# Your rats' diet plan?



## Chthonicfox (Jul 20, 2007)

I've researched a lot about rat diets, homemade and commercial. But I would like to hear some first-hand experiences with diets. I'd like to know what diets people are feeding their companions, and more than just what the diet contains but how it is fed - the amount and when, etc. This is my first time owning rats - for the time being I have been feeding them Nutro Choice Lite dog food as a staple, with fruits and vegetables and other things fed as a side or as a treat. It seems to be working well, but I want the best for my companions and I am continuing to learn what I can so that I can create a "diet plan" that is the best it can be.


----------



## Lesath (Jul 14, 2007)

I'm also trying to get my rats diet better. They love almost all fruits they are offered but hardly any veggies. Even veggie baby food they dislike for the most part. In general I feed them lab blocks, they eat them better when they are small peices so I always break them down as small as I can and they eat em!

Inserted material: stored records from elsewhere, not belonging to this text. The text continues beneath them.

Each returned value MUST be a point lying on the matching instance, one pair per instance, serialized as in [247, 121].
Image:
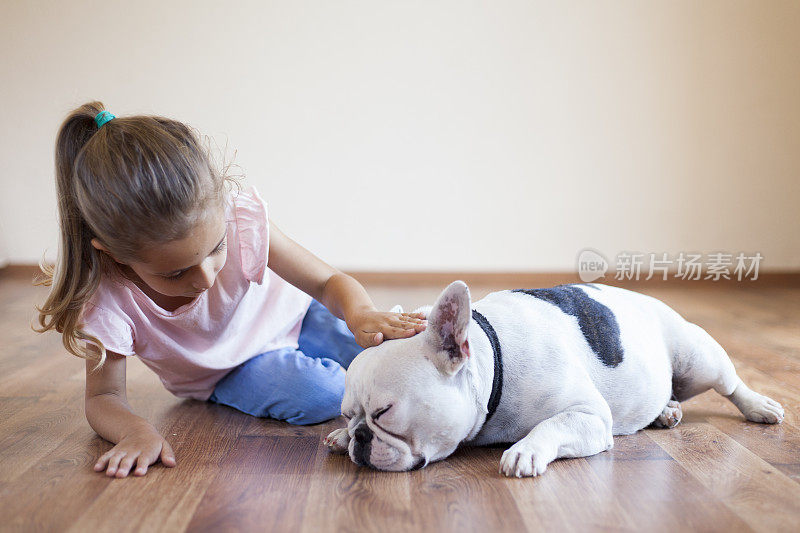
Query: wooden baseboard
[507, 279]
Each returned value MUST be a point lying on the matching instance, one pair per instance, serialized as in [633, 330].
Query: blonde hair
[136, 180]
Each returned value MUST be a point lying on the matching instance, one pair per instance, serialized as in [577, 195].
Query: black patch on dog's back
[598, 324]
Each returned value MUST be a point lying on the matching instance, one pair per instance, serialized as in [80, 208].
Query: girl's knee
[316, 400]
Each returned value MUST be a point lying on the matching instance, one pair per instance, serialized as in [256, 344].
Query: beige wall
[440, 135]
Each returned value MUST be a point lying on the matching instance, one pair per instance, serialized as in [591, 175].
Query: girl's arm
[340, 293]
[109, 414]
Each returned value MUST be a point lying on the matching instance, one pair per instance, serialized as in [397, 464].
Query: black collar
[497, 382]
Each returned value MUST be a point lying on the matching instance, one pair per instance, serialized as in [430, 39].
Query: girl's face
[185, 267]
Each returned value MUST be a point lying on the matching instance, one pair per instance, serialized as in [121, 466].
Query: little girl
[158, 259]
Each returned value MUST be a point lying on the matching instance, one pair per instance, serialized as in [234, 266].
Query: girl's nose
[206, 277]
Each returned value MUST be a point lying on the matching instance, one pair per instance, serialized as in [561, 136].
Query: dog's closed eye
[377, 414]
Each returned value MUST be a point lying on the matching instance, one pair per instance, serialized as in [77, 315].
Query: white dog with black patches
[557, 371]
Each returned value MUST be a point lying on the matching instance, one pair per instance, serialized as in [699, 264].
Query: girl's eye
[176, 276]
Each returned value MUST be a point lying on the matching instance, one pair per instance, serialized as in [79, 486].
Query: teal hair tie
[103, 117]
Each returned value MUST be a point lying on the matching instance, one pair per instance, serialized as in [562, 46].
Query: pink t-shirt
[249, 310]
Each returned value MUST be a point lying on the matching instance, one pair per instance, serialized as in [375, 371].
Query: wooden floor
[714, 472]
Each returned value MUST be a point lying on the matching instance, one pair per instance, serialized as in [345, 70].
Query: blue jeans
[303, 385]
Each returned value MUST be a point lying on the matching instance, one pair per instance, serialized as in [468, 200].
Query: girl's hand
[143, 447]
[373, 327]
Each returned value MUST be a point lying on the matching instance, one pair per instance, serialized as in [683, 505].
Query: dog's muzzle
[362, 444]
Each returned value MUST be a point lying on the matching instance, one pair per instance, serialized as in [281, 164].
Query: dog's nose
[362, 434]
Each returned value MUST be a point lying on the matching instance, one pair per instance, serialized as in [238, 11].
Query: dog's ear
[448, 326]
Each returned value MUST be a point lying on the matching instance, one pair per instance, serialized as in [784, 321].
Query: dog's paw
[670, 416]
[760, 408]
[337, 441]
[522, 460]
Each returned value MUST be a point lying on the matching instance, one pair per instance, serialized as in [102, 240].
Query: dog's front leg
[567, 434]
[338, 440]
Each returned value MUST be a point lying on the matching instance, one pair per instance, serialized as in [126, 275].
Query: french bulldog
[557, 371]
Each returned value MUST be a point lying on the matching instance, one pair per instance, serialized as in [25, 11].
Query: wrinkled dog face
[405, 399]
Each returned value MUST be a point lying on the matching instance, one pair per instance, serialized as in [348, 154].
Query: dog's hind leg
[700, 364]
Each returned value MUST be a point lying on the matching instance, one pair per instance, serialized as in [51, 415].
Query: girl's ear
[97, 245]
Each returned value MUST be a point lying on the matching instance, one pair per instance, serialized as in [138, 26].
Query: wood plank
[167, 498]
[262, 485]
[749, 486]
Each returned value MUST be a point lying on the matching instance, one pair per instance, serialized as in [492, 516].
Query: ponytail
[133, 182]
[75, 276]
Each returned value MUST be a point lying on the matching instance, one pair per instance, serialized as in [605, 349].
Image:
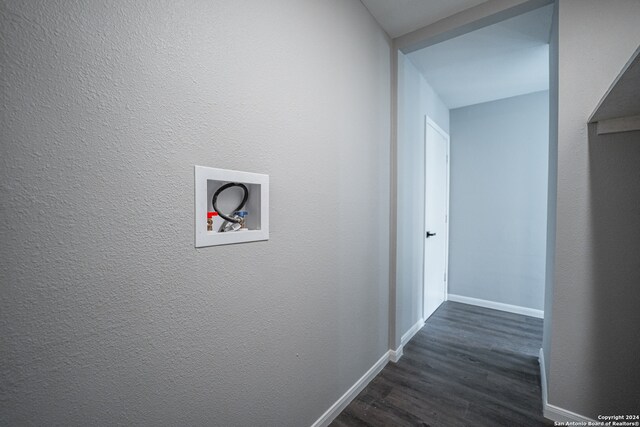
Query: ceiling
[399, 17]
[499, 61]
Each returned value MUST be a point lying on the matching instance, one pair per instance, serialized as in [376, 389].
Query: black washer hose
[220, 190]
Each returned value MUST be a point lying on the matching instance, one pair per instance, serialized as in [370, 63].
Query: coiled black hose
[214, 201]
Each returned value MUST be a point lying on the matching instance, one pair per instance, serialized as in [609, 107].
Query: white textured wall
[109, 315]
[416, 99]
[594, 343]
[552, 188]
[498, 200]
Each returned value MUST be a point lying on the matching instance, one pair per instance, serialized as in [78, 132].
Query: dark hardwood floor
[468, 366]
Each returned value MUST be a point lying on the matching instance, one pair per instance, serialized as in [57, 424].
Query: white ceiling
[399, 17]
[499, 61]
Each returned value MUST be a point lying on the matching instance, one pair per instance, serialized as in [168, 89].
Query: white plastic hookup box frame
[207, 180]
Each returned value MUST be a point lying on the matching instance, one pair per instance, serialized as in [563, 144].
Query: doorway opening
[487, 89]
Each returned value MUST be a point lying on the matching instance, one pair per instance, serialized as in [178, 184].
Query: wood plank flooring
[468, 366]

Igor (single rat with attitude problems) gets about 6 lab blocks a day and about 1/4 cup of dog food in one dish, and in another dish he gets peices of apple, banana and cherries. He gets a few toddler veggie biscuits and two yogi drops for treats, and a spoonful of baby food with baytril twice a day.

The other 3 rats (Sydney, Stanley and Sylvester) get pretty much the same diet, just more of it of course. They also get some pear mixed with their fruit... Igor will have nothing to do with pear.

I'd love to find some veggies they will eat, I've tried carrots, celery, brocoli, corn, green beans, peas. They might eat one or two but they usually toss the 2nd peice down while eating and move on.


----------



## Stephanie (Mar 25, 2007)

I fill up dishes with lab block and keep them filled at all times i use the harlan teklad 2014 for my older boys and for my younger boys 2018 they also get whatever i eat through out the day plus their dry mix (dry noodles, cheerios, total flakes, pretzels, crakers, oatmeal)


----------



## Stephanie (Mar 25, 2007)

oh and in their water they get GSE and i givethem echinacea two weeks ont wo weeks off

sorry forgt about that stuff


----------



## Chthonicfox (Jul 20, 2007)

Oh good! I forgot to ask for some information about vitamins and supplements that can be added to the diet. 

What is Baytril used for?
What is echinacea used for?
What is GSE?

So when feeding lab blocks there are different varieties for different aged rats? In HT 2014 for older and 2018 for younger?


----------



## Lesath (Jul 14, 2007)

Baytril is used for URI (upper respiratory infection), myco flare ups. All rats have mycoplasma and at some point usually need to be treated for myco from what I've read. I've yet to have a rat that didn't flare up at some point in it's first year of life. I haven't used the other things mentioned (echinacea or GSE) but I've heard of something called "green mush" that goes into the water that is supposed to be really good for them. I haven't researched it yet though.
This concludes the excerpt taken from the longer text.